Is Quinoa Paleo?


Screen-Shot-2012-07-14-at-2.39.18-PM-300x225.pngHere’s the deal with quinoa (pronounced “keen-wah”), since so many people seem to think it’s totally different than a grain. If it looks like a grain and acts like a grain (not to mention tastes like a grain), it’s a grain. And quinoa contains some anti-nutrients that other grains contain, such as phytic acid, lectins, and saponins.

Read those links for more info on all of those anti-nutrients, but basically phytic acid binds to minerals in your gut and carries them out unabsorbed, and lectins and saponins contribute to gut permeability, or leaky gut. And like other grains, even if quinoa is properly prepared, meaning it’s soaked and cooked for an adequate amount of time, some of those substances will still remain.

Now for some people quinoa is fine, just like some people with guts of steel really can deal with rice or other grains. But for others with more compromised guts and therefore sensitive immune systems, quinoa may not be ok. They may have digestive symptoms or skin irritation or asthma or fatigue after eating it, just like they would with other grains.

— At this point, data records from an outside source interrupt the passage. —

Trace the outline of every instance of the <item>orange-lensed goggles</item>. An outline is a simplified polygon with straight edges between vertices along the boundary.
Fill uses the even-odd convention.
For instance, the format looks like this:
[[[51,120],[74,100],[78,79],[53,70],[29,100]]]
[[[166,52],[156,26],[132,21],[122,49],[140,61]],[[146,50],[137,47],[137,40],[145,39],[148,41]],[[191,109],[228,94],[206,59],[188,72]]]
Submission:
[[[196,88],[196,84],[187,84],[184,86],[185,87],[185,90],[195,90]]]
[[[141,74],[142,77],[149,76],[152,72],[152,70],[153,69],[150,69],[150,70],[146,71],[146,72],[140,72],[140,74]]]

Also, quinoa isn’t exactly God’s gift to high protein foods, as some people would like to think. Some even eat a cup of quinoa as their “protein” portion on their plate, and that’s just erroneous. A cup of cooked quinoa contains 8 grams of protein. A cup of white rice contains just under 5 grams. Three ounces of lean beef contains about 25 grams of protein…

I don’t think quinoa is inherently bad. I just think that after a lifetime of eating improperly prepared, highly glutenous refined grains, pasteurized dairy, toxic seed oils and tons of sugar, a lot of people have compromised guts and immune systems and they can’t handle these foods like native people who’ve never eaten those kinds of Westernized foods. That’s all.